To begin with, I think it's fair to say that mega-star that MJ was, his connection to the art or commerce of movies was fairly tenuous. With the exception of that Francis Coppola 3D short they ran at Epcot Center up through '94, Michael's film career was pretty much over after his childhood turn in Sidney Lumet's dreadfully ill-conceived version of The Wiz in 1978. (More recently, there was a brief cameo in Men In Black II, which in retrospect is even creepier than it seemed at the time.)
For another thing, I will confess to a certain revulsion at the humongous media circus Jackson's death has (granted, unsurprisingly) occasioned, a carnival of fatuous crap bounded on the one side by rightwing Culture War gasbags like James Howard Kunstler, a soulless cynical creep whose too gleeful fixation on the seamy details of Jackson's third act is more than a little self-revealing of his own bigoted pathologies, and on the other by lefties like Al Sharpton (who should know better) who have essentially told us that the genuinely disturbing details of Jackson's public life since the Thriller breakthough are nothing more than an inconvenient bad dream which it would be somehow in poor taste to bring up, nothing to see here so just move on.
In any case, it's occurred to me that both of my rationales for not writing about The King of Pop's passing (I should note, incidentally, that nobody ever really believed that he deserved the title; it was, in fact, for all intents literally shoved down the throat of a shamefully compliant entertainment press desperate for access) are essentially dodges, and pretty pathetic ones at that. The fact is that all of us -- you, me, everybody -- inhabit the same vapid celebrity culture that Michael dominated so completely in the last week, and in that context, in a very real sense, the poor SOB can be said to have died for our sins.

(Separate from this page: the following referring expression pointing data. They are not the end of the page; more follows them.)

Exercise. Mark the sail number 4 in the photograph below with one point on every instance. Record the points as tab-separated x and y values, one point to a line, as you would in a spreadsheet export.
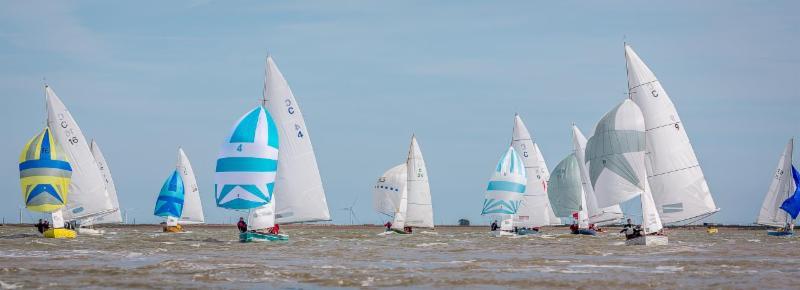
290	109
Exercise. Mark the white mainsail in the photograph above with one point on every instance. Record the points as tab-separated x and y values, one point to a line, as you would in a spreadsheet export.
192	207
615	156
599	216
679	188
116	216
88	196
535	209
298	188
780	189
420	209
390	196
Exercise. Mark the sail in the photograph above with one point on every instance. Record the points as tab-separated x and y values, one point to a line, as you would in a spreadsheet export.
388	190
565	190
192	208
506	186
535	209
615	155
792	204
599	216
116	216
247	162
420	209
44	173
679	188
770	214
300	196
170	200
88	195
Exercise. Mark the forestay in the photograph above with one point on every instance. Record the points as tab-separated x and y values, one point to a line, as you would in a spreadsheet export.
299	193
779	190
679	188
88	195
192	207
116	216
506	186
535	209
597	215
420	209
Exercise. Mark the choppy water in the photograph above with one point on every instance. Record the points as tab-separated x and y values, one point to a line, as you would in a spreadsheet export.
323	257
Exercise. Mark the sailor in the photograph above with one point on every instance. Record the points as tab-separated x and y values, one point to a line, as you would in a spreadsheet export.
40	226
241	225
628	229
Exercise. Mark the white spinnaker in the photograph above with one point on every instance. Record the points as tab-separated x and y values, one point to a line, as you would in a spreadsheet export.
116	216
298	188
88	196
192	207
597	215
679	188
780	188
535	209
420	209
390	196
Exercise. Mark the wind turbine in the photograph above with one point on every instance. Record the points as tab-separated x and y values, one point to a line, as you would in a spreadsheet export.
352	213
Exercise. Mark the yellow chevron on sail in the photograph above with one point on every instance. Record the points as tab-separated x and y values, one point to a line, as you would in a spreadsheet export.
44	173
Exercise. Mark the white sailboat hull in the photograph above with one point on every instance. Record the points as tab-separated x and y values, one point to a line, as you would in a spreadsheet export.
648	241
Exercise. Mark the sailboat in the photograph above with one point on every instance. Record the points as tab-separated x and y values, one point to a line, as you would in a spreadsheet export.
390	197
87	226
403	193
44	175
535	210
679	188
291	173
504	192
617	170
567	195
782	201
597	216
89	198
179	198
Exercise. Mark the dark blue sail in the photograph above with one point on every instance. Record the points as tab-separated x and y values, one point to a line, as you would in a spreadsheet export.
792	204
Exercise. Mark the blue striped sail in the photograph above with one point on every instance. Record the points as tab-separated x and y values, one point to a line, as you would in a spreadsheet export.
247	162
44	173
507	185
170	199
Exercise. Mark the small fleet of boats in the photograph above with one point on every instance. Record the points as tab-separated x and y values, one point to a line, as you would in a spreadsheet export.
266	168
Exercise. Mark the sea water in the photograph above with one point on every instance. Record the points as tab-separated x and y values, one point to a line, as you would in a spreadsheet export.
357	257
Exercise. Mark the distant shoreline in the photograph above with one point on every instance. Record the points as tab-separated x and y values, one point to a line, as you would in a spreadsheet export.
743	227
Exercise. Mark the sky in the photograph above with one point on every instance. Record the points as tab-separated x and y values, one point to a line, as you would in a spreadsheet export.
144	77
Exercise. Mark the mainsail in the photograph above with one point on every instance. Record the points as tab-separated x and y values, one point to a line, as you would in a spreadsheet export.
535	209
597	215
390	196
779	190
566	191
300	196
116	216
615	156
246	167
44	174
192	208
88	197
679	188
420	209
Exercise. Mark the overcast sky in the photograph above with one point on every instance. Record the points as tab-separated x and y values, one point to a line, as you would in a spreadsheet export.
144	77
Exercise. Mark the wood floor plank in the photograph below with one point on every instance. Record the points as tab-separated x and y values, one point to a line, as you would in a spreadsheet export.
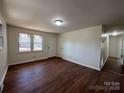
56	75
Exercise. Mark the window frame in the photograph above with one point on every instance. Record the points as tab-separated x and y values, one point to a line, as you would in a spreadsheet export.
31	43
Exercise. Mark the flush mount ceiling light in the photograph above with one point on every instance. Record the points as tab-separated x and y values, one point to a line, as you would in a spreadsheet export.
115	33
58	22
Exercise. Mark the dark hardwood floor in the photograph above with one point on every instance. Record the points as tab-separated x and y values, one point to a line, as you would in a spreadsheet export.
56	75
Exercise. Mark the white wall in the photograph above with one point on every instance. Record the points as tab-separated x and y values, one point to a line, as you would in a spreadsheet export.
15	58
3	53
82	46
115	46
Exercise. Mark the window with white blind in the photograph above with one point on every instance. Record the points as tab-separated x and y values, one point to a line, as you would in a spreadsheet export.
37	43
29	43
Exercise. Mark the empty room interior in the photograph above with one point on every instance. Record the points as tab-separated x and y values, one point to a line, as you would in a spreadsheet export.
61	46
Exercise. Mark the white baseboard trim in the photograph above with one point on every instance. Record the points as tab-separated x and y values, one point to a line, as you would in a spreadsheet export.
73	61
1	82
16	63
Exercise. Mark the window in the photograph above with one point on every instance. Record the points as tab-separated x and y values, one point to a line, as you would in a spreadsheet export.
24	42
29	43
37	43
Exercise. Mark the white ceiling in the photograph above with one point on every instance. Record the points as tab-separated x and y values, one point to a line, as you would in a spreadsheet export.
76	14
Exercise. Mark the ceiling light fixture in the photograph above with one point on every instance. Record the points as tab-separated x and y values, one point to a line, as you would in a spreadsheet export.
115	33
58	22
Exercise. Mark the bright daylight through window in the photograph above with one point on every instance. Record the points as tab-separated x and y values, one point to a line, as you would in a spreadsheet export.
29	43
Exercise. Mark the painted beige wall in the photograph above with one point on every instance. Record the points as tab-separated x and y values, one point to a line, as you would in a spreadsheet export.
14	57
81	46
3	52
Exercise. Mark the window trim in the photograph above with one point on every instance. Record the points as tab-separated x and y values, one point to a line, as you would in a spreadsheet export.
33	43
31	36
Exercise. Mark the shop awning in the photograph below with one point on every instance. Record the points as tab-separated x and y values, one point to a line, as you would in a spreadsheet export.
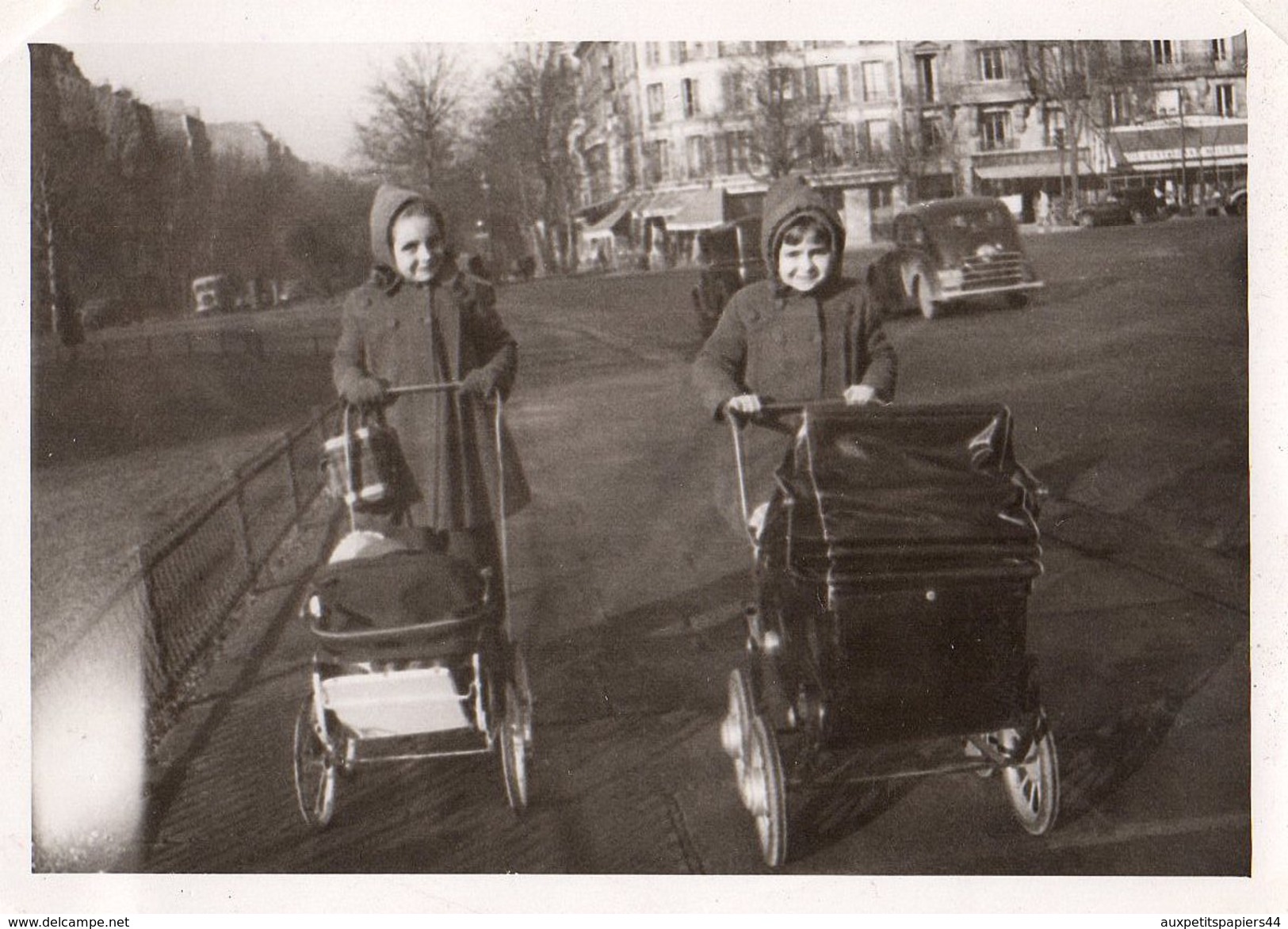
1045	166
700	210
604	226
684	210
1160	144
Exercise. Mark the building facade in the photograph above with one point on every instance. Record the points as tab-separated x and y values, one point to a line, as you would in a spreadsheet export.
682	136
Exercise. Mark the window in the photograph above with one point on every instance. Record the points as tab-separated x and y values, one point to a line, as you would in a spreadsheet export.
1168	102
659	162
781	84
875	142
737	99
1225	99
834	148
931	132
1054	127
876	82
995	129
827	82
655	103
732	152
992	65
1116	109
927	78
698	154
690	97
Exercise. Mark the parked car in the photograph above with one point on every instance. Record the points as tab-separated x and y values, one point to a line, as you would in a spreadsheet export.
1236	204
948	250
101	312
729	257
214	294
1135	205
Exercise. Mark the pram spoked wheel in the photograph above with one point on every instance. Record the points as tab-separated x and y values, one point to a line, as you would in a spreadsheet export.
1034	784
515	736
758	768
766	793
315	770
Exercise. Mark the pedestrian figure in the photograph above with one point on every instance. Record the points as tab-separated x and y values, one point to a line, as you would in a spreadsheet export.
1044	212
420	319
807	333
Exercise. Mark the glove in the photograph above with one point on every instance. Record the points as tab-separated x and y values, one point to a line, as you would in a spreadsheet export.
365	392
478	383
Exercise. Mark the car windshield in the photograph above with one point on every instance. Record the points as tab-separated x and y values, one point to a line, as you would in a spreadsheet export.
978	220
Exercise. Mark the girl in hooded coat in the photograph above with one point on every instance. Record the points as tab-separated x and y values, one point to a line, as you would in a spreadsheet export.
420	319
805	333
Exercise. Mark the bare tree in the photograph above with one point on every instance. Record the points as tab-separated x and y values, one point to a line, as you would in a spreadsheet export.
1092	86
525	143
777	109
415	129
927	144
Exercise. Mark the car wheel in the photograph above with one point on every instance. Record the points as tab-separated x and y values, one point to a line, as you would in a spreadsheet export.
925	302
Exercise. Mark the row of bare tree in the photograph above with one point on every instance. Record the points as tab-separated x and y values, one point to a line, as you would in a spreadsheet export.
503	170
130	205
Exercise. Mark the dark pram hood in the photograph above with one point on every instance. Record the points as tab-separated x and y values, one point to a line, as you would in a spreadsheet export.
384	206
787	200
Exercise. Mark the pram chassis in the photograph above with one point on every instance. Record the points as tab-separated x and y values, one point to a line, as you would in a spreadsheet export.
795	721
472	698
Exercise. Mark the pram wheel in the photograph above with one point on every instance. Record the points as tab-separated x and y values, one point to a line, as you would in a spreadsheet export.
736	727
315	770
517	736
766	793
1034	785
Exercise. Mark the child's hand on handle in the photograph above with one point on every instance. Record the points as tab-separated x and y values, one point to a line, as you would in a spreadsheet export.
743	406
365	392
861	395
478	383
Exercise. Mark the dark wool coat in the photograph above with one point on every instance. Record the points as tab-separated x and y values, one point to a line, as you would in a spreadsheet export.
786	346
407	334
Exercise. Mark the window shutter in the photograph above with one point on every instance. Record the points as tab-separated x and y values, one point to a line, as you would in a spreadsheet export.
812	84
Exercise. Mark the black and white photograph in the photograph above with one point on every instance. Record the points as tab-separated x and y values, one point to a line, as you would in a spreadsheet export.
570	449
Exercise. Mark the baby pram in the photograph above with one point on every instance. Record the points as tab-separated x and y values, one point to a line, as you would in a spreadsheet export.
414	657
888	634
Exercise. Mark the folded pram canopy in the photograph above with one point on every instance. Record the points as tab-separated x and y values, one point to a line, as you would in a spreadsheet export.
398	598
877	492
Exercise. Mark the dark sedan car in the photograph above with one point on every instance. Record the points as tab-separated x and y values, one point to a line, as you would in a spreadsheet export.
1137	205
731	258
948	250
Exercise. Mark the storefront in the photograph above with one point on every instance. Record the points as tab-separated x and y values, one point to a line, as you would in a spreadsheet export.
1020	177
1211	162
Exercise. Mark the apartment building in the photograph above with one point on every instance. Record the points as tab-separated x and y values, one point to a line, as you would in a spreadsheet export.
1187	134
680	136
674	134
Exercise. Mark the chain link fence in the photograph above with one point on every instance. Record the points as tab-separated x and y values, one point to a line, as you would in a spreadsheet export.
101	698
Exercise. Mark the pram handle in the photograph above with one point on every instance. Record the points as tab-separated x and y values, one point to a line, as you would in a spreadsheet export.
424	388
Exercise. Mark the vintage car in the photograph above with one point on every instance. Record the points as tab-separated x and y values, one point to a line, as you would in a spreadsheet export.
950	250
1236	204
212	294
1135	205
729	258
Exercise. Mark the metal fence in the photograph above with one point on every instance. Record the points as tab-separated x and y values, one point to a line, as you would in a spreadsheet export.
191	576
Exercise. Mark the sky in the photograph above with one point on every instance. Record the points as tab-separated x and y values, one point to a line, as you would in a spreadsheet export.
307	94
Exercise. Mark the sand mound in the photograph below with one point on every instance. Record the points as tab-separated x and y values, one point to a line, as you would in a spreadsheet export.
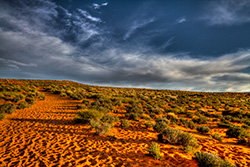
45	135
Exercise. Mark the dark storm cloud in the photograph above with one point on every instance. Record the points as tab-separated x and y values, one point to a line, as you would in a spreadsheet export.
42	39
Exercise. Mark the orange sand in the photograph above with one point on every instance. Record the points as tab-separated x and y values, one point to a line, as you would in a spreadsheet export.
45	135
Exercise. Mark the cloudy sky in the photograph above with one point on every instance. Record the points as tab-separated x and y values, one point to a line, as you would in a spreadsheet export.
197	45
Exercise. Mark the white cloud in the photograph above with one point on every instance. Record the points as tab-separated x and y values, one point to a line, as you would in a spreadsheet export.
88	16
227	12
136	25
181	20
97	6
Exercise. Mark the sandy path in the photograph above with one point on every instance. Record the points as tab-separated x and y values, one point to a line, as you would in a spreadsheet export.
45	135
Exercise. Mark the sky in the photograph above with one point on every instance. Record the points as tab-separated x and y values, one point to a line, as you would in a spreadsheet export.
193	45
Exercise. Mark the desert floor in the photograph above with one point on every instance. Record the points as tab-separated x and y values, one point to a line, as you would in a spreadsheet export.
45	135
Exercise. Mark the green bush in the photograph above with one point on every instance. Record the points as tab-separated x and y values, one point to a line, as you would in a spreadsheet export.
217	137
203	129
80	106
18	98
206	159
237	132
154	150
30	100
8	108
2	116
132	116
23	105
200	120
86	116
188	123
224	124
149	124
160	126
109	119
190	114
175	136
125	123
100	128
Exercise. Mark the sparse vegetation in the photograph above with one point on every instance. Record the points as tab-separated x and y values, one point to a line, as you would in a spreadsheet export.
154	150
125	123
203	129
211	160
165	111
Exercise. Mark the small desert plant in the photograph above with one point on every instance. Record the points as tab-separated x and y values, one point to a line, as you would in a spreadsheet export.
30	100
237	132
22	105
109	119
80	106
217	137
203	129
8	108
132	116
172	117
100	128
149	124
190	114
175	136
2	116
125	123
211	160
200	120
161	124
86	116
154	150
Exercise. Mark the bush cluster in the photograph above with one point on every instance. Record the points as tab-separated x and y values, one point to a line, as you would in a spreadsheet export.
175	136
154	150
206	159
203	129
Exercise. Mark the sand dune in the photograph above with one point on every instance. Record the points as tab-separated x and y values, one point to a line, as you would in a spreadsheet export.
45	135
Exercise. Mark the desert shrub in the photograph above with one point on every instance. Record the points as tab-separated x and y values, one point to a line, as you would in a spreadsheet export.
217	137
156	110
86	116
145	117
80	106
190	114
41	96
18	98
237	132
152	115
187	123
211	160
187	140
154	150
125	123
30	100
161	124
172	117
149	124
200	120
2	116
134	109
224	124
23	105
203	129
132	116
109	119
8	108
100	128
86	102
175	136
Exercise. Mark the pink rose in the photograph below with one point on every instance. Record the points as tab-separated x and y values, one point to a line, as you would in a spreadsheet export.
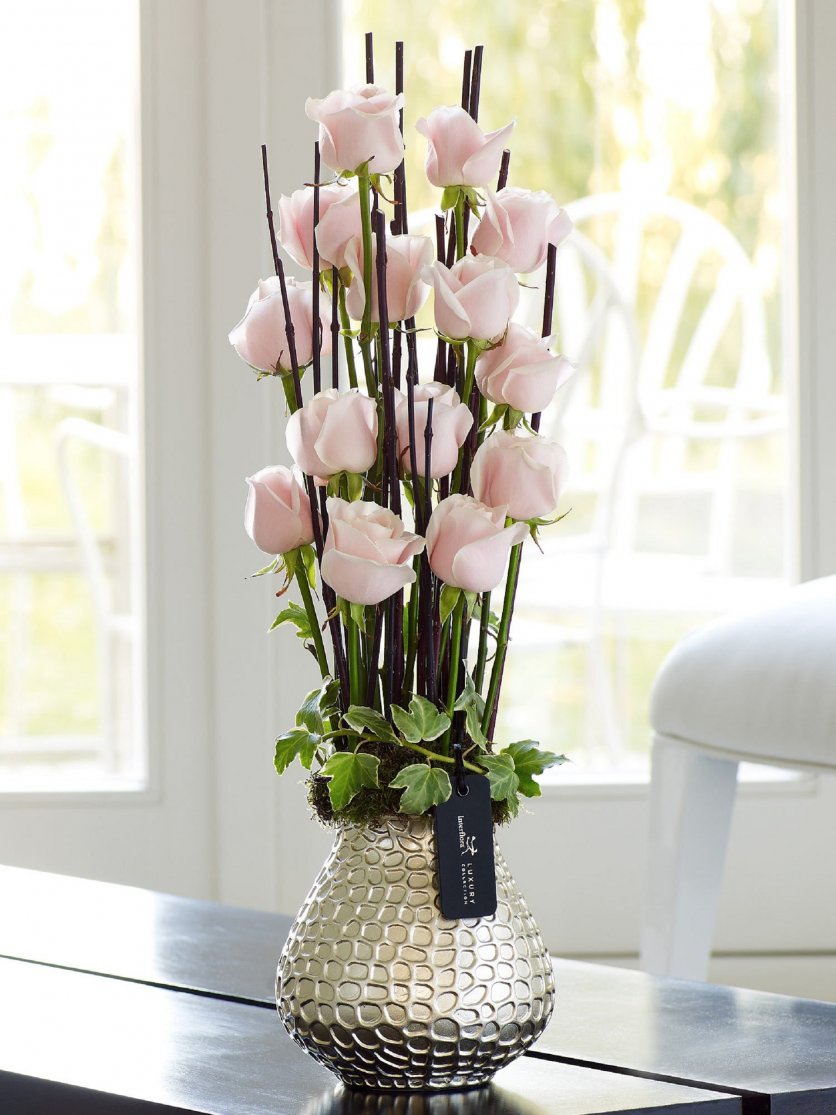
336	432
406	292
339	226
518	225
260	337
521	371
451	422
358	126
278	513
295	217
459	153
368	552
475	298
468	543
524	474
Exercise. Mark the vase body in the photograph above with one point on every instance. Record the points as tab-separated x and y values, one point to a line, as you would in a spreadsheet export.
378	986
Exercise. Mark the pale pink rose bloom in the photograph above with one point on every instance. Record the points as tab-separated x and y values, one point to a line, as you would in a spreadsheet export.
521	371
368	552
339	226
518	225
524	474
475	298
278	513
359	126
295	220
451	422
336	432
260	337
458	152
468	543
406	291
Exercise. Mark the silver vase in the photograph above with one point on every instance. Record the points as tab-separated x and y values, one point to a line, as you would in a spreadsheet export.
378	986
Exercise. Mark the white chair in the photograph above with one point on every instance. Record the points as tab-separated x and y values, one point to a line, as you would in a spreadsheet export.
660	308
758	687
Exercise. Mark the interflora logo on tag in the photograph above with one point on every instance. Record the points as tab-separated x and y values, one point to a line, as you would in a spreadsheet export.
467	844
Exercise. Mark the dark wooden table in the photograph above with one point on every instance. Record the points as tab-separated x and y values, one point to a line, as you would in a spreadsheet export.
115	999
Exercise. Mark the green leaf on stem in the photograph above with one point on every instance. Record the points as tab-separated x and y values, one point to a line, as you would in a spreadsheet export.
298	743
348	773
421	723
297	616
503	777
473	705
448	601
309	561
362	718
424	786
528	760
268	569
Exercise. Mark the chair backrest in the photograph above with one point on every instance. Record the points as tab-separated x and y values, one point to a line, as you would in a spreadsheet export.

Frankly, you can think of him as Princess Diana with better dance moves.
That said, I was browsing Newsweek's coverage of the Jackson story, in particular an essay by critic David Gates that I think is among the most levelheaded and sensible things of its kind since the circus came to town. And so I'll leave you with two impressions I came away from it with, impressions which might be worth sharing despite the reservations I already expressed.
The first is that anybody who doesn't think that Jackson was quite astoundingly, perhaps even supernaturally, talented is somebody who has probably never sat down between a pair of headphones and listened to the miracle that is the Jackson 5's "I Want You Back." If Michael had never achieved anything else in his life, that record alone would be more than enough to justify his time on earth.
The second is that anybody who can ponder the chasm that separates these photos...
-- which is to say, the gulf between a supremely vital and charismatic man and a freakish character (The Singing Skull?) out of a bad comic book, someone who inflicted the most drastic mutilations upon himself out of an apparent boundless loathing of his very essence (and most horrifyingly, without a soul around to beg him not to) --
...without coming to the conclusion that on the most basic level, Michael Jackson was as deeply and tragically damaged a human being as has walked the earth in recent memory is, at the very least, somebody who really hasn't been paying enough attention.